Di pagi hari, dia memanggilnya dan memberi tahu keputusannya; dia akan melayaninya dan dia harus tinggal di sana sebagai nyonya rumah. Jika dia bersikeras meninggalkan rumah, dia bersedia membebaskannya dari perbudakan. Rabi’ah pun mengatakan kepadanya bahwa dia bersedia meninggalkan rumah untuk melanjutkan ibadahnya dalam kesendirian.  

Setelah tidak lagi menjadi hamba sahaya, Rabi’ah pergi ke Padang Pasir dan tinggal di sana. Di tempat inilah Rabi’ah menghabiskan waktunya beribadah kepada Allah. Bahkan, Rabi’ah juga memiliki majelis yang dikunjungi oleh banyak murid. Meskipun dia memiliki banyak tawaran untuk menikah, dan dia menolak mereka karena dia tidak punya waktu dalam hidupnya untuk apapun selain Tuhan.

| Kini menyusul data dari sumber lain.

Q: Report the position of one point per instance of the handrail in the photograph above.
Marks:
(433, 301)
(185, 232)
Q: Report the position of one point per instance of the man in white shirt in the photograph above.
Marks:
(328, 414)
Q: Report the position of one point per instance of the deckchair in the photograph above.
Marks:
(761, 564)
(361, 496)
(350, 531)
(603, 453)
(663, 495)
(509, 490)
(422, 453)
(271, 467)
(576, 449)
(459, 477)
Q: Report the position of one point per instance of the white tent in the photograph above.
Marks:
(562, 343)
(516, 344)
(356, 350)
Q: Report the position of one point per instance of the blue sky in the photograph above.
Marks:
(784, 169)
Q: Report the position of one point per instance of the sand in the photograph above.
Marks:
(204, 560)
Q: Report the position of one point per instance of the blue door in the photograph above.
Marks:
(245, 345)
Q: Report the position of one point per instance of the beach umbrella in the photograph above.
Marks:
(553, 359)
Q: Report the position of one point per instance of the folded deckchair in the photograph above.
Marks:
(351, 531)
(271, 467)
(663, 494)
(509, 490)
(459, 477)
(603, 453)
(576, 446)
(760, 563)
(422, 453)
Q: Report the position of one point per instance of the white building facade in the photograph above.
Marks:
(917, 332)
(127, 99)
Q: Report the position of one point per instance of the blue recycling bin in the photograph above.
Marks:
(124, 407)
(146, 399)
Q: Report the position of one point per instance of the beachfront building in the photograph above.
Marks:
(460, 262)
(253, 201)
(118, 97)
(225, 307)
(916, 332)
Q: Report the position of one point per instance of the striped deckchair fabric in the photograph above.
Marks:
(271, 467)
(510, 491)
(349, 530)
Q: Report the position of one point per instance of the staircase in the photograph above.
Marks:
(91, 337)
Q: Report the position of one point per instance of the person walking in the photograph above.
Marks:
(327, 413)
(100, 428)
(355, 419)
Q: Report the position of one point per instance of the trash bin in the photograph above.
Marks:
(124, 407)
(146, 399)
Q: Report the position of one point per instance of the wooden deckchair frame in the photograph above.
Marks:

Di antara mereka yang hendak melamarnya adalah Abdul Wahid bin Zaid, seorang teolog dan ulama, Muhammad bin Sulaiman al-Hasyimi, seorang amir dari dinasti Abbasiyah yang sangat kaya, juga seorang Gubernur yang meminta rakyat Basrah untuk mencarikannya seorang istri dan penduduk Basrah bersepakat bahwa Rabi’ah adalah orang yang tepat untuk gubernur tersebut.